GM’s large SUVs are built on the same underbody as the Chevrolet Silverado and GMC Sierra pickups, benefiting from advances made in those vehicles’ powertrains this year. Both pickups were redesigned in 2013.
The new 2014 Silverado with a 5.3-liter V-8 engine and two-wheel drive gets 23 miles (37 kilometers) per gallon in highway driving, the automaker said earlier this year. That’s a 2-mile-per-gallon improvement compared with the 2013 V-8 5.3-liter engine, according to the U.S. Environmental Protection Agency’s website.
With the SUVs, GM is looking for “a fairly significant improvement,” Jeff Luke, executive chief engineer, told reporters before the New York event. He declined to predict the vehicles’ mileage ratings.
The SUVs will be loaded up with a list of safety features typically found in luxury cars, including forward collision alert, lane departure warning, and front- and rear-collision mitigation braking. Other improvements include 2 inches (5.1 centimeters) more leg room in the second row, a quieter interior, an 8-inch color touchscreen, six power outlets and a rear-seat entertainment system.
“It handles a very specific need,” Rohrer said.
Even with the updates, it’s unlikely that the large SUV market will return to its glory days when gasoline was cheap. U.S. sales of Chevy and GMC large SUVs peaked in 2001 with 505,155 deliveries, according to GM.
Large SUVs comprised 4.7 percent of the new vehicle sales in 2001 in the U.S. at a time when the average gallon of regular gasoline cost $1.38, Edmunds said.
Things have changed as fuel costs increased. Large SUVs fell to 1.9 percent of the market last year, according to Edmunds. GM’s sales slid to 168,265 last year, a far cry from a decade earlier when Chevy and GMC sold about 67,000 large SUVs in August alone.
While unit sales of the large SUVs have plunged, GM has been able to charge more for them. The average transaction price for Chevy and GMC large SUVs rose 37 percent from 2002 when the average was $38,358, according to Edmunds. GM’s average transaction price this year through August exceeds the average for Audi, BMW and Lexus brands, Edmunds said. It’s $3,583 more than the average transaction price for the industry’s large SUVs and $21,264 more than the total industry.

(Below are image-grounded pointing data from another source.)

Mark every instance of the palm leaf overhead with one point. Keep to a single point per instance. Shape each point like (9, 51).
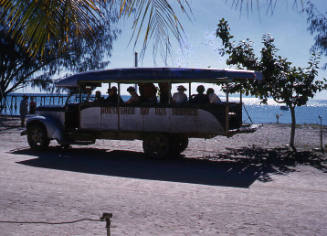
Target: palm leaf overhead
(34, 23)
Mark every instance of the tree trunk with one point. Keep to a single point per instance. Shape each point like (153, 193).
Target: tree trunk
(292, 109)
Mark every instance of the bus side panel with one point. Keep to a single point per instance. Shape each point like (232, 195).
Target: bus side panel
(90, 118)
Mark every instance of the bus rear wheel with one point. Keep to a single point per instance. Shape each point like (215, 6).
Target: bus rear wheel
(157, 146)
(178, 144)
(37, 137)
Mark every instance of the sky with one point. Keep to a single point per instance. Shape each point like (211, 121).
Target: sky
(287, 25)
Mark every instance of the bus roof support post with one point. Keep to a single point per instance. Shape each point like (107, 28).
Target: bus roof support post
(227, 112)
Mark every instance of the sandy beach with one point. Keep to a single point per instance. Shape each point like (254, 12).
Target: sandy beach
(250, 184)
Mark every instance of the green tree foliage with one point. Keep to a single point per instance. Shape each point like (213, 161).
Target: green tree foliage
(18, 68)
(36, 23)
(283, 82)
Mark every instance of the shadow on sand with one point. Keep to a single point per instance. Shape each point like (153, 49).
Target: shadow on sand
(235, 168)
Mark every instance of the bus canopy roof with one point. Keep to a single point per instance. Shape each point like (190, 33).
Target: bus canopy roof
(157, 75)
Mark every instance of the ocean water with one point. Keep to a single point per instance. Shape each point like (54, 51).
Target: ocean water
(252, 109)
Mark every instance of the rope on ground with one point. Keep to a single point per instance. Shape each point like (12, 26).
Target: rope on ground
(46, 222)
(105, 217)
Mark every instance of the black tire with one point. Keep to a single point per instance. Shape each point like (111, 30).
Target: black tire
(157, 146)
(178, 144)
(37, 137)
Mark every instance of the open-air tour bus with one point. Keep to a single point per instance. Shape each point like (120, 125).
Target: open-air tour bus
(164, 126)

That’s why GM is so eager to keep its big SUV business. Even with a smaller market, GM remains confident customers still need for space for several passengers, cargo and towing capacity, said Tony DiSalle, head of GMC marketing.
“Those needs are there,” he said. “These are relatively affluent people and their needs would indicate that something like this would continue to be very appealing.”
The Tahoe’s high-ground clearance and space for his three sons, who range in age from 7 to 14, plus all of their sports gear has made it the go-to vehicle for his family, said Keefe, 47, the Tahoe owner in New Jersey who’s a lawyer.
“I’m a fan of it, more so than I thought when I first got it,” Keefe said this week in a telephone interview. “We’ve taken it everywhere.”